By: Sara Kate Jackson
Contributors: Hannah Fromdahl, Bryan Gardner, Tyrese Lane and Austin Reed
Photo by: Michael Dunn
Another day, another change in the age of attending college during the global pandemic, and this one hurts: cancellation of fall break.
While some might call this a minor scheduling change, students strongly disagree. It’s hard to quarrel with the university’s reasoning. Sending students home for fall break could contribute to a surge in COVID-19 on their return to campus, and some universities have already decided to cancel spring break because a vaccine might not be available.
But that doesn’t mean students don’t feel the ramifications of no fall break. Jacob Green, a senior, observed that he could neither go home nor spend time with friends at school because of the virus.
“That’s the one thing that has hit me the most– the fact that I go to work, I go to school and now I won’t even get a break,” said Green, who felt that students become overwhelmed. “When the only thing I do during the day is school, I just feel so unmotivated. Taking a break helps a lot to reset my mind.”
Many students rely on holidays like fall break to help cope with the pressure of school.
“I know a lot of students who come from far places and stay in the dorms, they don’t have family around and that’s very difficult,” said senior Dustin Williams. “I feel bad for someone who struggles with mental health because this is probably the worst experience they ever had during a semester due to COVID.”
Christine York, a junior, believes students need a break to recharge: “I deal with mental health issues myself, and it is hard to balance school life with everything going on.”
Even in a normal year, clinicians have a name for what they have found particularly plagues college students: Seasonal Affective Disorder.
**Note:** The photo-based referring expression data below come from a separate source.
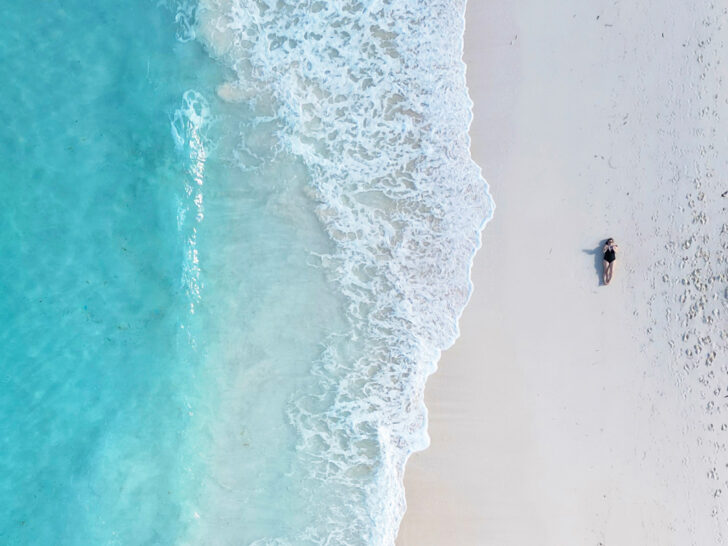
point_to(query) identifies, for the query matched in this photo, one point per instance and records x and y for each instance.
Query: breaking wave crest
(371, 96)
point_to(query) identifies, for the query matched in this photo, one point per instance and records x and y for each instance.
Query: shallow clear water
(235, 238)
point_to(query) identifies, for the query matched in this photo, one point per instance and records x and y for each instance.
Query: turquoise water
(236, 237)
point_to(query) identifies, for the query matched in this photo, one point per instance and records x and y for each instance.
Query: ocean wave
(371, 96)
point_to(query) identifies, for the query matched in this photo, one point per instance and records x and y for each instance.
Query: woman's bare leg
(609, 272)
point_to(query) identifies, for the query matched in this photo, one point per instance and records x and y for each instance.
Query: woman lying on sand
(610, 255)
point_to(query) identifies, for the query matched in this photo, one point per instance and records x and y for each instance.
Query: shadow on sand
(598, 265)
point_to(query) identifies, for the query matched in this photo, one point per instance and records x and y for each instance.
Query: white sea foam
(188, 125)
(371, 95)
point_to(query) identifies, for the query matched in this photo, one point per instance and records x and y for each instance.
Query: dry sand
(558, 418)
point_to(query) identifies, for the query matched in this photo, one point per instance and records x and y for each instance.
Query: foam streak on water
(371, 97)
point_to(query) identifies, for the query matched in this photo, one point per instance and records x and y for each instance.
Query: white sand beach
(570, 413)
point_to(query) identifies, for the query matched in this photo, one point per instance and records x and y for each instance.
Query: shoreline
(562, 415)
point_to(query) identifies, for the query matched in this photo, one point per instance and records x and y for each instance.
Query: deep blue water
(94, 373)
(234, 239)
This is a form of depression that occurs when the days become shorter and there is less sunlight.
The major symptoms are loss of energy, oversleeping, overeating, weight gain, craving carbs and social withdrawal. Sound familiar? That may be because young adults, especially college students, are more susceptible to this disorder, according to the National Institute of Mental Health (NIMH). With the added stress of school, these symptoms could become worse.
“I need a mental break, so no fall break kind of sucks for me,” said freshmen Jorjalin Weaver. “During a time like this, my mental health is continuing to suffer, and online workload has been causing me to have mental breakdowns and panic attacks. Having that fall break would be so good for me to spend time with my family.”
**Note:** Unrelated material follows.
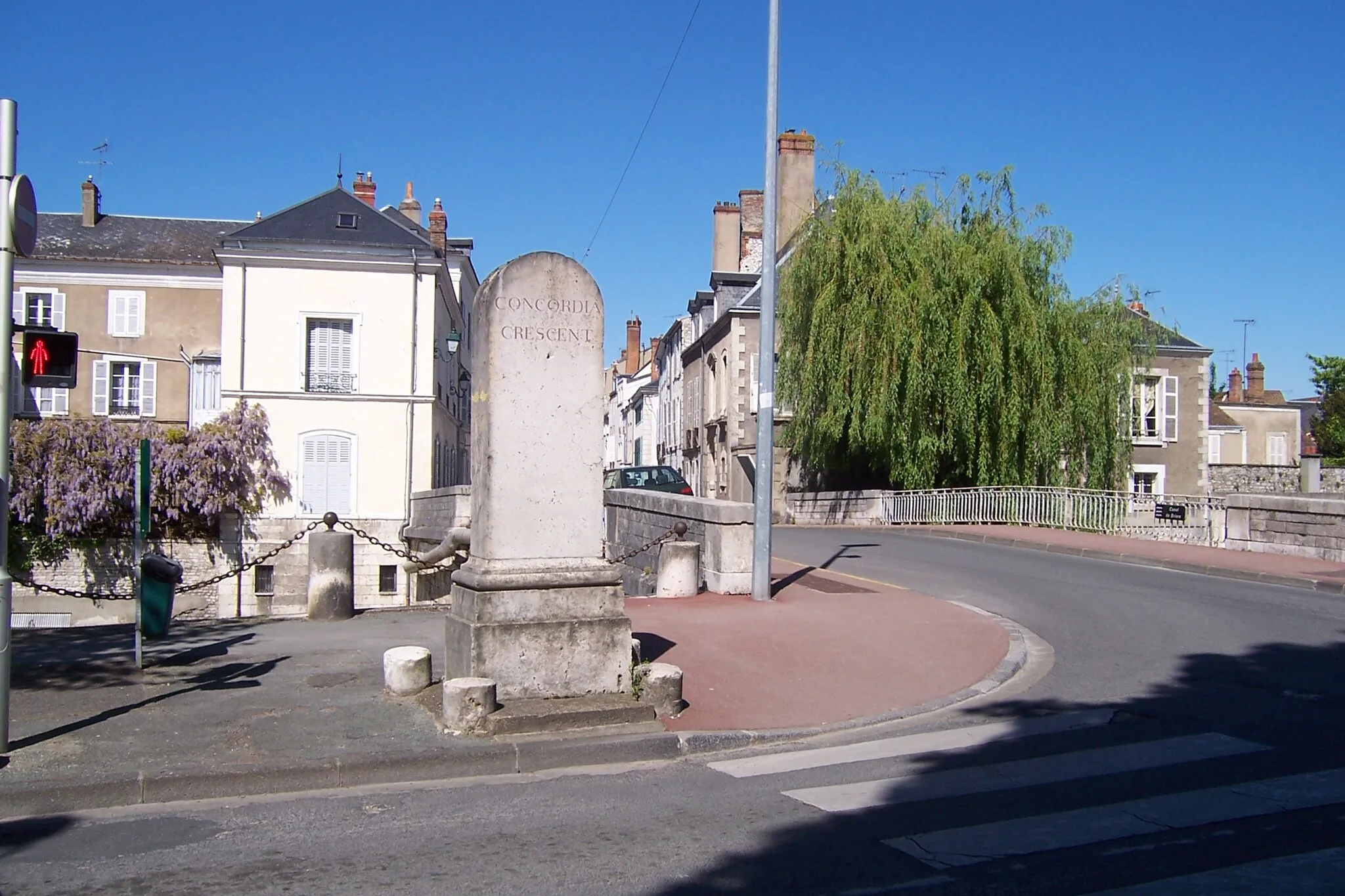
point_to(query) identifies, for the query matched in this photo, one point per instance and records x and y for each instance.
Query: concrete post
(680, 570)
(1310, 473)
(331, 575)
Some students are taking the lack of fall break into their own hands and planning their version of a vacation.
“I’m thinking about having a roommate Halloween party, so we can all still celebrate fall safely during this pandemic,” said senior Audrey Pentecost. “I feel like it’s important to put time aside for yourself.”
Green agreed: “I’ve been buying fall and Halloween decorations for my home every time I go out because it just makes me happy, like that’s my version of self-care and having my own little fall break on the weekends.”
On the bright side, Valerie Whyte pointed to one benefit of no fall break. Christmas break will be longer, meaning more time with family and friends.